En 1982, c’est une vraie révolution pour la catégorie. Exit le moteur atmosphérique dérivé de la Renault R12 Gordini et bienvenue au moteur de la Renault 18 Turbo. Ce moteur a suscité de nombreuses polémiques car les rumeurs de manipulation de la pression du turbo seront présente tout au long de la saison !

La Formule Renault a ouvert la porte du haut niveau à de nombreux pilotes comme Alain Prost, René Arnoux, Jean Alesi, Olivier Panis, Fernando Alonso, Kimi Raikonnen, Sébastian Vettel ou Lewis Hamilton.

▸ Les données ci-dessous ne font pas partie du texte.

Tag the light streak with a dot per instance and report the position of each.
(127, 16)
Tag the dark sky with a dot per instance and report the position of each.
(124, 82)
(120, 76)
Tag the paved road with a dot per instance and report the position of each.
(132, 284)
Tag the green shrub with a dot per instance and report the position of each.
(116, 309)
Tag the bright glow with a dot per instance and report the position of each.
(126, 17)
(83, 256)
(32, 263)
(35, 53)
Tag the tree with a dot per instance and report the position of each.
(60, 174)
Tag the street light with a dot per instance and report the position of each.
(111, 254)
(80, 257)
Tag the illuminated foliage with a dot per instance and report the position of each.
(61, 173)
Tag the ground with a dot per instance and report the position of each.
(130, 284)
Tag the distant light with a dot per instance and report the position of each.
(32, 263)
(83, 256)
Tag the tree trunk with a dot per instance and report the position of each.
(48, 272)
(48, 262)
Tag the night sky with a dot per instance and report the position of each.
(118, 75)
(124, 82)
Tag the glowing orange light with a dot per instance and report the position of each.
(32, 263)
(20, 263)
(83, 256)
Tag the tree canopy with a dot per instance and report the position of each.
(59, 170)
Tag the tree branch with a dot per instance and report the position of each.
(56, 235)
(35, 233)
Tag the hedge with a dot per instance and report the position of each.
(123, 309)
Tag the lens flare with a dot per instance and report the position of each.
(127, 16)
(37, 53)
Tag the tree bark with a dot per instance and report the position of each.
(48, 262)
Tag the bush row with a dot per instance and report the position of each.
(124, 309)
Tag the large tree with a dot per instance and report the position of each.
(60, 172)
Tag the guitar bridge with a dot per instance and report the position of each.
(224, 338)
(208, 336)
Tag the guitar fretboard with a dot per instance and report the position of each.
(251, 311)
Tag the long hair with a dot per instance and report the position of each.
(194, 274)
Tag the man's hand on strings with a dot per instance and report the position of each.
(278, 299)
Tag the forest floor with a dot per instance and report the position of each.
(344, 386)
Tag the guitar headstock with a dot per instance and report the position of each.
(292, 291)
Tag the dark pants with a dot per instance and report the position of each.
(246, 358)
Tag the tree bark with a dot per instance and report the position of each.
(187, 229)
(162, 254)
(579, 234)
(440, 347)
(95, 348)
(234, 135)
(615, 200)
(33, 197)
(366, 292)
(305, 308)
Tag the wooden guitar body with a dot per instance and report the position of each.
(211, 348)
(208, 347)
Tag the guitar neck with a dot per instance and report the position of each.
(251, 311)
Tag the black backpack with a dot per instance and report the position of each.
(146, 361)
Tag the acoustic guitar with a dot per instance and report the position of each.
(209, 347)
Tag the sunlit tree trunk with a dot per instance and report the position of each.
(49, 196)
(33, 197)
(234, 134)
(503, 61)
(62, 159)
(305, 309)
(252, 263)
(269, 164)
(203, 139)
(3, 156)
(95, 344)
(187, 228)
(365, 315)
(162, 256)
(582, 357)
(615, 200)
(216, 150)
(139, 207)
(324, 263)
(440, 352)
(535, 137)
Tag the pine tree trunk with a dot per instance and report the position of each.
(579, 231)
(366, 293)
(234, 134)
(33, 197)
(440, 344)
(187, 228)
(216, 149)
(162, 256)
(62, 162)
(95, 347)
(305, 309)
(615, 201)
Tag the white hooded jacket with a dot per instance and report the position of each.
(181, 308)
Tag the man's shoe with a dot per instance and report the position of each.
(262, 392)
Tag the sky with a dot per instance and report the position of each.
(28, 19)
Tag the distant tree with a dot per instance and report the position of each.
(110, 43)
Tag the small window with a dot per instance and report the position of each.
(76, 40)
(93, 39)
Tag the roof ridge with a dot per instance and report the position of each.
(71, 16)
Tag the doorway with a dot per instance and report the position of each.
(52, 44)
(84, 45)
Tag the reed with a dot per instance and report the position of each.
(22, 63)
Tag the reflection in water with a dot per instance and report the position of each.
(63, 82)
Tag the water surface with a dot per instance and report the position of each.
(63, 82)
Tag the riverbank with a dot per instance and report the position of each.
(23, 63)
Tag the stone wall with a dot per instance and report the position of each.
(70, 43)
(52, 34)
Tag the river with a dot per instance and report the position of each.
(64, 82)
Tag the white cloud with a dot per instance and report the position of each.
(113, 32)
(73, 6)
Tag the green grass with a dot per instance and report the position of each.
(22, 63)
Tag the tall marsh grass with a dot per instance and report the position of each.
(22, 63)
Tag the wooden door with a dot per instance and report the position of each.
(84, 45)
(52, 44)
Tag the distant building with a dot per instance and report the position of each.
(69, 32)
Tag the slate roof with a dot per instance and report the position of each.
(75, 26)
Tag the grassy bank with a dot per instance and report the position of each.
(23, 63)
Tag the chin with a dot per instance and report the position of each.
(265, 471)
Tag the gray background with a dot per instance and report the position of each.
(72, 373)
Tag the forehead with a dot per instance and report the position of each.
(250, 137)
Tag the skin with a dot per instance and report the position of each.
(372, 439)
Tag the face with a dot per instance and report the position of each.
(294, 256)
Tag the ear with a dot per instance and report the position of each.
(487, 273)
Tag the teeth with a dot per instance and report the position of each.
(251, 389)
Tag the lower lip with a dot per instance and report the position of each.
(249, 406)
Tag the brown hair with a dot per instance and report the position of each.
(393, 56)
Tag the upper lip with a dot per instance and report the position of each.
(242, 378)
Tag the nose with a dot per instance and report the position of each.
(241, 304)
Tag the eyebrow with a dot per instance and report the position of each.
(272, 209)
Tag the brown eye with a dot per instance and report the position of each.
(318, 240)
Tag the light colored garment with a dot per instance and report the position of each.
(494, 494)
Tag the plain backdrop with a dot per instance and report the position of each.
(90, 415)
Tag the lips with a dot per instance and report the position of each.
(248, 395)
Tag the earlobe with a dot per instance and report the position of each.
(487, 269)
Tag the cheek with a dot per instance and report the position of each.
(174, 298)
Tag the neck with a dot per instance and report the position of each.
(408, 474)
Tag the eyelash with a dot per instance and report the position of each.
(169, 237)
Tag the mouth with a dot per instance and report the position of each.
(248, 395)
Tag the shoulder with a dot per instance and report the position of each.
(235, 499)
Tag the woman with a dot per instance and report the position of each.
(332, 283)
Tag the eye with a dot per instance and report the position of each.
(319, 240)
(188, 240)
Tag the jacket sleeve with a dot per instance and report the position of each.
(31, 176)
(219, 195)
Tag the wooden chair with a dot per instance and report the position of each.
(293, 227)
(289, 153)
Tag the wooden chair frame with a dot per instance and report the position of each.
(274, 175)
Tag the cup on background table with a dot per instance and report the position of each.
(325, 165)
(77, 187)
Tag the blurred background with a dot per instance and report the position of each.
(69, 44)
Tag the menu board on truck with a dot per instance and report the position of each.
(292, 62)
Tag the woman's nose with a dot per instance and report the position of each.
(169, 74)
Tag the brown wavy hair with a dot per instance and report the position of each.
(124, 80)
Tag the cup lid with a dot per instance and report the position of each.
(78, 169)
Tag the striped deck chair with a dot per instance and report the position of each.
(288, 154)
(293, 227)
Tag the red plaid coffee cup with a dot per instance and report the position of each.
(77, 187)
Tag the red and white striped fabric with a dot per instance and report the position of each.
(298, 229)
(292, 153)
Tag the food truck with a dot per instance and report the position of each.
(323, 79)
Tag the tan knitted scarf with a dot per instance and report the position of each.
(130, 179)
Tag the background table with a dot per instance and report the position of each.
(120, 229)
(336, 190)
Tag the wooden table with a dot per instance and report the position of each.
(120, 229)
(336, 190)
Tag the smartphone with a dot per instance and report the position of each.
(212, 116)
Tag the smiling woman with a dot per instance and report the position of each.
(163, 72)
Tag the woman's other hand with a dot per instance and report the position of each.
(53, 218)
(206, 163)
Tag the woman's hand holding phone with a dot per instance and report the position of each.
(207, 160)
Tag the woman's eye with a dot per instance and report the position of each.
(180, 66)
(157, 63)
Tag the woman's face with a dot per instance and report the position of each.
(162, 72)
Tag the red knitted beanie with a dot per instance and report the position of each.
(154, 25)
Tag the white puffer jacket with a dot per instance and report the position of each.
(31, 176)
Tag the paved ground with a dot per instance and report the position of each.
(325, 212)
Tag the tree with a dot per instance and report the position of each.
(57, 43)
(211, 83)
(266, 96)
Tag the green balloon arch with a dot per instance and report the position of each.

En 2000, la Formule Renault connaît un tournant en adoptant un règlement monotype, des coques en carbone et des boîtes de vitesses séquentielles. Dès son introduction, la Formule Renault 2000 est adoptée par plusieurs championnats nationaux et régionaux. La création des World Series by Renault en 2005 offre un formidable écrin à la Formule Renault, désormais filière de la Formule Renault 3.5, alors tremplin vers la F1 et les disciplines professionnelles. Les grilles affichent alors jusqu’à quarante monoplaces au départ des courses.

Toujours pertinente, la Formule Renault s’est adaptée dès 2016 à la nouvelle hiérarchie au sein de la pyramide d’accès à la F1, sans jamais voir son succès être démenti. Idéalement située entre le karting, la F4 et la F3, la Formule Renault retrouve un moteur turbo dès 2019 pour continuer de former les champions de demain à travers un univers concurrentiel extrêmement relevé.

Pour la saison 2021, la FIA a annoncé que les championnats de Formule Europe Régionale et l’Eurocup Formule Renault fusionneront pour constituer en 2021 une inédite ‘Formule Alpine’ dans la logique du remplacement de Renault F1 Team par Alpine F1 Team. Alpine devient le fer de lance de la compétition pour le Groupe Renault. La boucle est bouclée.